Born on July 8, 1944, in Piqua, Ohio, Pitsenbarger begged his parents to let him drop out of high school to enlist in the U.S. Army. Their refusal saw him graduate in 1962 only to join the Air Force. A volunteer for the pararescue service, he was taught how to dive, survive in tropical climates, and administer first aid.
Pararescue jumpers were lowered into combat zones by helicopter to evacuate wounded soldiers. After his deployment to Vietnam in 1965, Pitsenbarger participated in 300 missions. His bravery on March 7, 1966, earned him the Airman’s Medal, Vietnam’s Medal of Military Merit, and a Gallantry Cross with Bronze Palm.
When the airman heard that a South Vietnamese soldier had lost his foot and was trapped in a burning minefield, he defied warnings that the helicopter could set off more land mines — and demanded to be lowered. His bravery earned him a citation for “complete disregard for his own safety” and saved the soldier’s life.
He reacted similarly when 134 soldiers of Charlie Company, 2nd Battalion, 16th Infantry of the 1st Infantry Division became surrounded by 400 Vietcong soldiers in the jungle on April 11, according to the Profession of Arms Center for Excellence.
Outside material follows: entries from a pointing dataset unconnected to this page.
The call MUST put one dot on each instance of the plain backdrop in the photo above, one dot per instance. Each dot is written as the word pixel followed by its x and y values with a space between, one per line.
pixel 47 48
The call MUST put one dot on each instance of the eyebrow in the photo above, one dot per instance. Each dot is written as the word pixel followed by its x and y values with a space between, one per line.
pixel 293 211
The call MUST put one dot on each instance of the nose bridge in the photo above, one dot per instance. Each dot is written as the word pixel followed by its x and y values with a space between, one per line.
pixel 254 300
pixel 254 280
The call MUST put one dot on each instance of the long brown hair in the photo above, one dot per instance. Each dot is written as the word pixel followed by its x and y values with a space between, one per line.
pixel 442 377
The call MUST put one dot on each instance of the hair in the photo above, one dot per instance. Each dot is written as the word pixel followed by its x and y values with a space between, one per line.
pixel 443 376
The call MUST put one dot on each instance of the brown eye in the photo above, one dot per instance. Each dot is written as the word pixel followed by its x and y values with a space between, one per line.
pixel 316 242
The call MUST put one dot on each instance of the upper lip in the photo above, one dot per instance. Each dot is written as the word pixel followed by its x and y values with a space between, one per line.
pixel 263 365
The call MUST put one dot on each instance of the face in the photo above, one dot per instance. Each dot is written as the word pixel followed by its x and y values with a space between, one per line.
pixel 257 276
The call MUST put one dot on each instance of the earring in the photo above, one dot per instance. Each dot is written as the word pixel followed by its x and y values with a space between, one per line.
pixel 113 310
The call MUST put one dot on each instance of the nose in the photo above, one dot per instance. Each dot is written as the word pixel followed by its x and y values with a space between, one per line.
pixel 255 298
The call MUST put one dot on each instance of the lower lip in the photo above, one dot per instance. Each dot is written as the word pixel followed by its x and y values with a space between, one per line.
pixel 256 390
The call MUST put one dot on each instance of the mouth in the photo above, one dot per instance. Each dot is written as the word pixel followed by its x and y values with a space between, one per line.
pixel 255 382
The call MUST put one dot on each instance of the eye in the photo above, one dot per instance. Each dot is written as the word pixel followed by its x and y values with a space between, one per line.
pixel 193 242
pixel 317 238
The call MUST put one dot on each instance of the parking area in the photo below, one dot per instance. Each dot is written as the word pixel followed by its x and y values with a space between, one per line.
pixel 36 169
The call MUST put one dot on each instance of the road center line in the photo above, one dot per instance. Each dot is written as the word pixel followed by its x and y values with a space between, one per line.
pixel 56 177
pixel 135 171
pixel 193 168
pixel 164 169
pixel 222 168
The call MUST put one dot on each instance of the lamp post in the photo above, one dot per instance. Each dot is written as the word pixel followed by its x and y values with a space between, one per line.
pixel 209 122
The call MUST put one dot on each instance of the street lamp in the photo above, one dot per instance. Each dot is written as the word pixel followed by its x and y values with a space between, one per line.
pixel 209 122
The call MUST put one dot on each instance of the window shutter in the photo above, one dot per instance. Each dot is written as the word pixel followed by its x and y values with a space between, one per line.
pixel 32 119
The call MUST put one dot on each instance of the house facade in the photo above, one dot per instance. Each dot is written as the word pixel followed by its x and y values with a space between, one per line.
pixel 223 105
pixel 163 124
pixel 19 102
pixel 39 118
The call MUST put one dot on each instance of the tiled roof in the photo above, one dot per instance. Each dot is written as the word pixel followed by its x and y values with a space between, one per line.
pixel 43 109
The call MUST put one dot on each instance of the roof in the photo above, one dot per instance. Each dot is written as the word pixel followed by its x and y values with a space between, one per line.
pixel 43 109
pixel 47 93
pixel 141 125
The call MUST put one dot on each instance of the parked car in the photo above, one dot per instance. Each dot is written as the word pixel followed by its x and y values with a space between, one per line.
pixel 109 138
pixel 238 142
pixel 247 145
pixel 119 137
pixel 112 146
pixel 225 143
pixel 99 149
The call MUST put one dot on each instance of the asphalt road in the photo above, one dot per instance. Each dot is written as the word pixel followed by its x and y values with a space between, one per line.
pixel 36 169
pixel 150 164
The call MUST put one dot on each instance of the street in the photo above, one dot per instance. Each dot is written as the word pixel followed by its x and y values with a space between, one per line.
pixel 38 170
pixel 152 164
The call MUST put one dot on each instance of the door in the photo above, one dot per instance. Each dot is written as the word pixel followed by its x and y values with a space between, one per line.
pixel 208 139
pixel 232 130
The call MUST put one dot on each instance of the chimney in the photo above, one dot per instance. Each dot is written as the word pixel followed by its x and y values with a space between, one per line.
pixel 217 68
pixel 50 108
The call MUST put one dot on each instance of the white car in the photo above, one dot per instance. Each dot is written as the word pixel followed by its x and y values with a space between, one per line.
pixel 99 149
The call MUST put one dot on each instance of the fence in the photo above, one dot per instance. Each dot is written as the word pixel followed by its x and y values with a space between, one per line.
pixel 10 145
With snipers, mortar, and machine-gun fire, his peers faced certain death. The helicopter couldn’t penetrate the forest, but Pitsenbarger could.
“I couldn’t believe that anybody was brave enough or crazy enough to come down on the ground with all this firing going on,” said Fred Navarro, a rescued soldier. “Even though there was 700 guns firing at the same time, it was to him like nothing was going on… He must have saved 40, 50, 70 guys who are living today.”
With only a .38-caliber pistol and first aid kit in hand, Pitsenbarger descended into the jungle. He returned enemy fire while gathering the wounded, building stretchers from vines, splints, and branches. After saving at least nine lives and potentially dozens more, he was killed by AK-47 fire — dying a true American hero.